Financas Pessoais

Trump diz que não fará acordo nuclear sem sauditas nos Acordos de Abraão

O presidente Donald Trump declarou que não firmará um acordo nuclear com a Arábia Saudita sem que o país aceite normalizar relações com Israel, nos termos dos Acordos de Abraão. Essa condição levanta questões importantes para o futuro das negociações.

Helena Drumond
Helena Drumond Analista de criptoativos e fintechs · 27 de julho de 2026
Trump diz que não fará acordo nuclear sem sauditas nos Acordos de Abraão

Trump diz que não fará acordo nuclear sem que sauditas adiram aos Acordos de Abraão

O presidente norte-americano, Donald Trump, afirmou nesta sexta-feira que não avançará em um acordo nuclear civil com a Arábia Saudita, a menos que os sauditas concordem em normalizar suas relações com Israel no âmbito dos Acordos de Abraão. Essa condição, segundo Trump, é essencial para prosseguir com as negociações.

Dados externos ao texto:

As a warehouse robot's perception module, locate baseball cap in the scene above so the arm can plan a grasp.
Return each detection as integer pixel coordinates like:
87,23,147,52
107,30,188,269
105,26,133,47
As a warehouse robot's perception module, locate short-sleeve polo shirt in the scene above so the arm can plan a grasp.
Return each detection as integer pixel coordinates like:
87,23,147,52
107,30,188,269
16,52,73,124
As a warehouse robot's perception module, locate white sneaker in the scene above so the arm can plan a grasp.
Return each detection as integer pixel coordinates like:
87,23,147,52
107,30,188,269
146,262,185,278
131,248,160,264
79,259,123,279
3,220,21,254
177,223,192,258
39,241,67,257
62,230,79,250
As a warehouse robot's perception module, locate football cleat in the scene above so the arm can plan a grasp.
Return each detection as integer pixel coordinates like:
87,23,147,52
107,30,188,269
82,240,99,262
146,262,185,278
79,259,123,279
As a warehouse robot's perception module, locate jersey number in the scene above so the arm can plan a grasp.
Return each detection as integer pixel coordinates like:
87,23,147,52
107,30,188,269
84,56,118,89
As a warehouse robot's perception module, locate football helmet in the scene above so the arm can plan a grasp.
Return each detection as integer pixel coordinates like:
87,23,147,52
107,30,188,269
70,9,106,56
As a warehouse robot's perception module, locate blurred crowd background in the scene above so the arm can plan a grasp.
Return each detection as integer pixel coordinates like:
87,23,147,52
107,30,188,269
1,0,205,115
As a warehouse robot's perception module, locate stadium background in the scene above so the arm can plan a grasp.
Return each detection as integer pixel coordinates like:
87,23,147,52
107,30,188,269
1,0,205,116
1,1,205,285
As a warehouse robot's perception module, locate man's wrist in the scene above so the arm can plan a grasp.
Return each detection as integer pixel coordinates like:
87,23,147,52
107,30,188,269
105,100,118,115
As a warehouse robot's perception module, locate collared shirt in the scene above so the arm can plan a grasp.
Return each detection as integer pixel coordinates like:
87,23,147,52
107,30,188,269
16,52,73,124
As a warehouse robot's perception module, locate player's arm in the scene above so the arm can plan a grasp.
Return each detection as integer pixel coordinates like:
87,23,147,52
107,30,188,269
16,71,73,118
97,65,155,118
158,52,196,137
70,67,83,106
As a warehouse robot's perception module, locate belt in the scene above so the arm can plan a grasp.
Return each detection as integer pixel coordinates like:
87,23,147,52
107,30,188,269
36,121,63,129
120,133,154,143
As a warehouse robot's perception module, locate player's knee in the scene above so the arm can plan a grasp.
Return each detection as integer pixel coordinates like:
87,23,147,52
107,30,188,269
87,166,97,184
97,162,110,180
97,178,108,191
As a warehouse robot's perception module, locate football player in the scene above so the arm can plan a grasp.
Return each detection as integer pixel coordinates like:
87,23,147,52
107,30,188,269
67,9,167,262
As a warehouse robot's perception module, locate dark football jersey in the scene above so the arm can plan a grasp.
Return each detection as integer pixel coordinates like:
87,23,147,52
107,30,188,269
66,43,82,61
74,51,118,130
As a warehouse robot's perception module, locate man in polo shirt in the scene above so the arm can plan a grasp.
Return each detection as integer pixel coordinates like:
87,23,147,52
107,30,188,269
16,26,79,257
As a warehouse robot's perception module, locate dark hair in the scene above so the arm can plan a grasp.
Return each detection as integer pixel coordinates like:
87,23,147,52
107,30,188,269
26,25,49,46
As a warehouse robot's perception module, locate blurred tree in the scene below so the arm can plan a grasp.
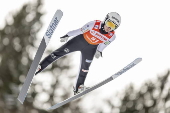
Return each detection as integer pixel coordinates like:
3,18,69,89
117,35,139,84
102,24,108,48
106,71,170,113
0,0,81,113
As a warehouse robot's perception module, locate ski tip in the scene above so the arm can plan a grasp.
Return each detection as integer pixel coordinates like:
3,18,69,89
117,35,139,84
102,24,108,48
47,107,53,111
18,98,23,104
56,9,63,16
134,58,142,64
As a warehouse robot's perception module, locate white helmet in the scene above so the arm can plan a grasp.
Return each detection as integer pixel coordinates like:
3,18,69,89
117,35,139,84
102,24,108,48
104,12,121,29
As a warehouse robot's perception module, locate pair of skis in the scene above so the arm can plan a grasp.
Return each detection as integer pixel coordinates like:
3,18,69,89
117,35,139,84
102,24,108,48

No último dia 27 de setembro, o Departamento de Energia dos EUA anunciou que o secretário de Energia, Chris Wright, e seu homólogo saudita, o príncipe Abdulaziz bin Salman, assinaram um acordo para o desenvolvimento dos primeiros reatores nucleares comerciais na Arábia Saudita. O acordo será enviado ao Congresso para análise, o que pode ter impactos significativos nas relações entre os dois países.

Ao ser questionado sobre as estratégias americanas para o conflito, Trump destacou que os Estados Unidos podem continuar a abordagem atual, acelerar as negociações ou optar por um novo rumo. Essa flexibilidade nas opções pode refletir a complexidade da situação no Oriente Médio.

Trump também anunciou que o governo iniciará "imediatamente" uma investigação sob a Seção 301 da Lei de Comércio dos EUA. O objetivo é apurar o que ele classificou como prática de "roubar" empresas americanas e prejudicar os contribuintes dos EUA, o que pode ter repercussões econômicas e comerciais.

Desde seu primeiro mandato, Trump vem trabalhando em um acordo nuclear com a Arábia Saudita. O ex-presidente Joe Biden também pressionou por um acordo semelhante, buscando vinculá-lo aos Acordos de Abraão, que visam normalizar as relações entre a Arábia Saudita e Israel.

No entanto, a Arábia Saudita não assinou os Acordos de Abraão. O país deseja um caminho irreversível para a criação de um Estado palestino antes de reconhecer Israel, o que complica as negociações e a possibilidade de um acordo nuclear.

Na quinta-feira, Trump adicionou publicamente a condição de adesão ao acordo, afirmando em uma postagem nas redes sociais que a Arábia Saudita precisaria se juntar aos Acordos de Abraão. Essa declaração foi uma reiteração de sua posição, que ele enfatizou novamente nesta sexta-feira no Salão Oval. "Para fazer isso, eles precisam ser membros dos Acordos de Abraão", disse Trump aos repórteres, deixando claro que essa ligação é uma prioridade para sua administração.

Ele também mencionou que não discutiu os acordos com Wright antes que o membro do Gabinete assinasse o documento, mas enfatizou que essa condição sempre foi conhecida por todas as partes envolvidas: "Mas isso sempre ficou claro, e Chris sabia, e a Arábia Saudita sabia", afirmou Trump.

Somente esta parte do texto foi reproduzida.